Like Berta Cáceres of COPINH, Margarita died organizing rural and indigenous families against multinational companies displacing families from the land. Kenia said that her mom was the 120th political assassination in their area and that since the 2009 coup there have been another sixty political murders. 

“They are killing kids. A one-year-old was killed by a tear gas canister. A twelve-year-old spoke out on a media platform about the repression of social movements, and he was found dead the next day.”

“Meanwhile the cost of electricity and natural gas have skyrocketed, though there has been no increase in the minimum wage, and there is no working healthcare system to speak of. There aren’t enough supplies, doctors, or nurses in the hospitals. I just heard how in a hospital in the south, a baby died of a snakebite because they had nothing to treat him with.”

“Then there is the unemployment. You have to be younger than 35 to work, just to get an interview. Bosses don’t like older workers. Workers often have to labor for very bad pay to secure a chance at permanent employment. The maquilas, the factories that make apparel, exploit women. Workers in those factories make only $5 dollars a week. This is less than a subsistence wage, less than the cost of rent and lights and food.”

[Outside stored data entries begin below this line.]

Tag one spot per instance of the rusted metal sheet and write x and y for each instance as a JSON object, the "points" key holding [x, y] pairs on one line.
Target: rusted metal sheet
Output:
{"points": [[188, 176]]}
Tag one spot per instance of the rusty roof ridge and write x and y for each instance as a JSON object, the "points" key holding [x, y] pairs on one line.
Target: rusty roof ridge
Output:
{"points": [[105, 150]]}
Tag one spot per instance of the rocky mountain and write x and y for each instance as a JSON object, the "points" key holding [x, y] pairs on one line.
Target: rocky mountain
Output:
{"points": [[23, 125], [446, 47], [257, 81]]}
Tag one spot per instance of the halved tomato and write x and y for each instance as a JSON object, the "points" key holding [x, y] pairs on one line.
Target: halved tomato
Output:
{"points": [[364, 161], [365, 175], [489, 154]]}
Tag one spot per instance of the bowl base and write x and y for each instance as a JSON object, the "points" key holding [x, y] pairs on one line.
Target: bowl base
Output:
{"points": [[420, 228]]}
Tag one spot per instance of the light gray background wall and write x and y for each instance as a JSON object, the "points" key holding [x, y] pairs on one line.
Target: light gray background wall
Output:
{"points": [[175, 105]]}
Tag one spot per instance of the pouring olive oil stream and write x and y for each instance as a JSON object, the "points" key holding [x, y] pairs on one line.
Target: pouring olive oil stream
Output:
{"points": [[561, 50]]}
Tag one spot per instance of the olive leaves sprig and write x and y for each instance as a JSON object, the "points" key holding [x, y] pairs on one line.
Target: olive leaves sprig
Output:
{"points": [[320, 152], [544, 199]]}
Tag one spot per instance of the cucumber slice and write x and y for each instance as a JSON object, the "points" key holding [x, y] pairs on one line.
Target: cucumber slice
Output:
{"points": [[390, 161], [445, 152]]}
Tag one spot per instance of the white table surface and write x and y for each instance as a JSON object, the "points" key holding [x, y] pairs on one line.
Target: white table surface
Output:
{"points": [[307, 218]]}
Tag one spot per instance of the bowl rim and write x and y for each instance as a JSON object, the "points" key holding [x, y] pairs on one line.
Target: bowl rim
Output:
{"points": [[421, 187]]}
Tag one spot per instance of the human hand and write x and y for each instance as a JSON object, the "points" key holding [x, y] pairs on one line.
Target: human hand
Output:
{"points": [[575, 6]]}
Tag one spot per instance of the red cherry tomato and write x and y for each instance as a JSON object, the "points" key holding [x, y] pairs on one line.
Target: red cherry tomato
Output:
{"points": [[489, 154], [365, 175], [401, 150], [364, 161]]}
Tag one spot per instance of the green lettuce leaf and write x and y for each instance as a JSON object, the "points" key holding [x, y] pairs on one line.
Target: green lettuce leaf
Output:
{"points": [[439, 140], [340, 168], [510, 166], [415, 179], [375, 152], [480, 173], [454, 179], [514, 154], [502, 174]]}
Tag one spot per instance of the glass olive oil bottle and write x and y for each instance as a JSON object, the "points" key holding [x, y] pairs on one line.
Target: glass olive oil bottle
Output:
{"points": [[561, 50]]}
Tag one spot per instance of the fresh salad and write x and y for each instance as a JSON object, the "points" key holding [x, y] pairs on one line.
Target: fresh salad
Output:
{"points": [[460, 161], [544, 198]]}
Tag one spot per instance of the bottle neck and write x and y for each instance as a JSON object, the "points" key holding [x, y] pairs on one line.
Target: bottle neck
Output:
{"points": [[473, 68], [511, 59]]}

“The situation in Honduras is so bad, we had to take drastic action. We had to leave. We thought if we left in a group, we wouldn’t be hurt. But we are disappointed; by the United States, and by the government of Mexico. In Mexico they have hurt us, beat us, and at the US border we face tear gas and rubber bullets. We don’t really want to come to the United States; it’s not that things are so great here, but we have no other choice. In Honduras, if you protest, they kill you.”

“A fourteen year old was murdered. The father of the family said we aren’t secure here. They left. There are no other options. That’s why we formed the caravan to come here. The gangs impose taxes on the people. They recruit kids; if you don’t join the gang they kill you.”

“The government of Honduras robbed the national social security system, the public institutions, and the entire country, to steal it’s wealth to go to the family of President Juan Orlando Hernández.”

“Now that the caravan is here, people need to help the caravan in a humanitarian way, and to help them find a place to go; they don’t want us in Mexico, we are not going back to Honduras, no one wants us. The U.S. won’t let us enter. But we need to survive.”

“We need the United Nations or human rights organizations to help us find a place to go, a place we can stay. We are not going back.”

“How can Trump say that there are criminals, drug traffickers, and murderers in the caravan? We are fleeing poverty and violence. How can he say this, whey the brother of Honduran President Juan Orlando Hernández was just captured in Miami, charged with drug trafficking. They say we are the traffickers? Everyone knows the drugs come by plane.”

“In Honduras there has been a lot of repression. In my community, in three years, gangs killed 470 young people. All of these murders of children have gone unsolved. Kids are found later, their bodies in a sack, left by the side of the road or tied to a post.”

“There are daily strikes, blockades, boycotts, and protests in Honduras. The governments of Nicaragua and El Salvador closed the border for 48 hours, but they reopened them, so as not to hurt business.”

“So we left. People feel like they are in limbo, that they have no support, that they aren’t welcome anywhere. But we will continue, we must, to survive.”

President Donald Trump has used the exodus of Hondurans traveling north to rally white nationalists against religious and ethnic minorities in the United States. Shootings at synagogues, a Walmart, and churches have followed his hate filled speeches attacking asylum seekers like Kenia and Eddie, providing a justification for a Southern border wall and brutal conditions in immigrant detention camps. The overthrow of democracy in Honduras threatens remaining civil liberties and social protections in the United States. Our struggles are bound together, across borders, language, ethnicity, and skin color. Truly, no one is free, unless we all are.